Sharla Bugarin, one of readers of my eNewsletter, Your Uplift, wrote:
“In my work I find one of the most challenging aspects many patients face in their recoveries is the stigma they face in regards to personality disorders and addictions. There are such awful preconceived ideas about these populations that add a lot of barriers for change and resilience in their lives. Any resources or knowledge you have to share for this would be great!”
After reading Sharla’s note, I began to ask myself, “What is stigma?” and “Who is stigmatized?“ Many people want to belong and yet experience judgement, discrimination, and rejection. In high school I did not fit in. I came from a poor home, had unidentified learning difficulties, and wore barn boots with my aunt’s mis-fitting coat.
What is Stigma?
The Oxford Dictionary definition of stigma is:
A mark of disgrace associated with a particular circumstance, quality, or person: the stigma of mental disorder or to be a non-reader carries a social stigma.
Those who have experienced the judgement of stigmatization often feel shame (a discomfort in merely being), distrust, embarrassment, hopeless, depressed, and angry. As a result, they can become secretive, withdrawn, and isolated.
So who are these stigmatized people? How do researchers describe those who are shamed, distanced from the culture norm, and stigmatized?
In 1963 the sociologist, Erving Goffman, published Stigma: Notes on the Management of Spoiled Identity. Goffman Stigma is described in three categories of social stigma:
- Physical: Those who look different may be missing body parts. They may have scars, burns or birth abnormalities. They have different skin colour, a slight body (anorexia nervosa), a heavy body (obesity), or wear barn boots to high school.

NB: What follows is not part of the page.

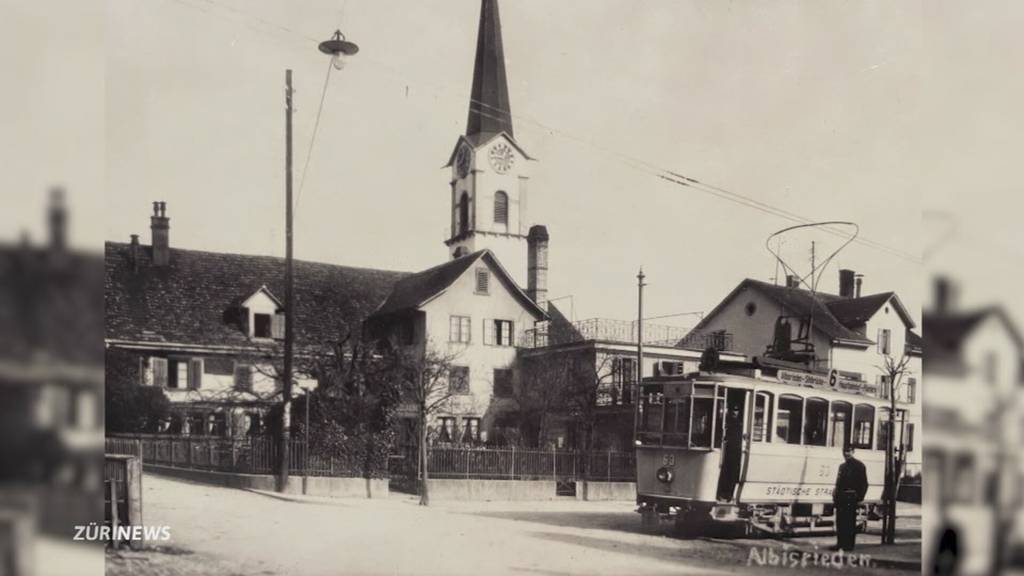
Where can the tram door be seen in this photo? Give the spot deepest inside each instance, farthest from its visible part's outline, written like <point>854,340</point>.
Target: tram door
<point>731,415</point>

- Character: Those who have deviated from our cultural norms in behaviour, preferences or personality may act differently because of a sexual preference, dropping out of school, mental disabilities (brain impairment), learning disabilities, mental illness, addictions (misusing alcohol, illegal drugs, gambling, sex) or breaking the law. Even when these people have their behaviours in control they tend to be shunned and judged.
- Tribal: Those who belong to a different collective or religion outside the predominant ethnic, nationality or religious group vary greatly depending on their community and country.

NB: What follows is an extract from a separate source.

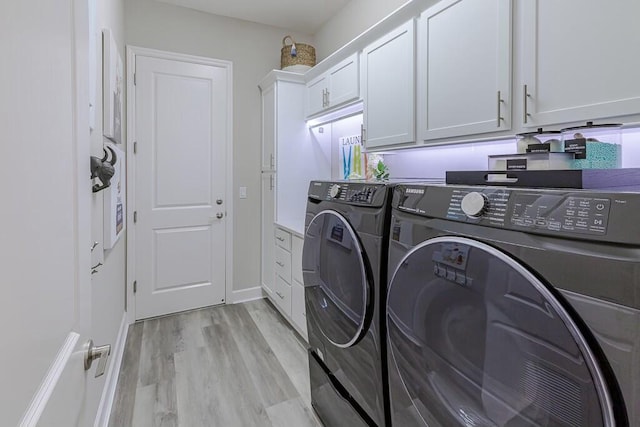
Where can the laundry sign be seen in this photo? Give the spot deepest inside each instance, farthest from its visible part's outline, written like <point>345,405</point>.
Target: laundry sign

Seven Ways we Can Avoid Stigmatizing Others
- Question our assumptions about those we meet who are different in some way.

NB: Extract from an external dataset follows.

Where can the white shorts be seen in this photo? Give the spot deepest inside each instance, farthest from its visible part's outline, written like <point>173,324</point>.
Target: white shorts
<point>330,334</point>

- Delete from our vocabulary judgemental and derogatory terms such as wacko, crazy, SICK, nut bar, retard, delusional and freak.
- Challenge the stereotypes of deviants presented by the media as in television shows and horror movies. The fact is that many people who are stigmatized are more often the victims of crime rather than the perpetrators.
- Educate ourselves about conditions and diagnoses of those with whom we interface at work, at home, and in our communities.
- Speak up when we witness judgement, labelling and misunderstanding.
- Offer compassion, hope and a good listening ear. Focus on others’ strengths, good intentions, and even their smiles.
- Ask, “How can I help?”
Flex Your Resilience If and When Stigmatized!
Here are seven ways that those who are stigmatized can flex their resilience:
- Learn everything you can about your differentness. Learn about your diagnosis (if you have one), your limitations and your strengths.
- Avoid trying to act normal. The only place you can find Normal is on the dryer between Hot and Cold. If you are illiterate wearing reading glasses does not get you the help you need. Also one lie about who you are can easily lead to anxiety, self-loathing, misunderstandings . . . and more deceit.
- If you have limitations, accept them along with developing strategies to better manage your challenges. Once you name what is going on, it is easier to address it.
- Accept that most people who are guilty of stigmatization do it out of ignorance. Educate them.
- Develop some humor lines to reduce tension when people make assumptions. My friend, Cory Johnson, who lives with Cerebral Palsy and walks awkwardly and wears a T-shirt with, the the words, I’m not drunk. I’m disabled. It is also the name of his book.
- Agree, accept and even welcome help. There are people who want to help, who thrive on helping, and will cheer you on. Find these safe people! If you already have them, confide in them, vent your frustrations, tell them when and where you need assistance and accept their support.
- Establish and maintain your sense of dignity, hope, and self-love. Yes, just like the majority of people, you are capable, resilient and lovable. . . your way!
How have you handled experiences of stigmatization?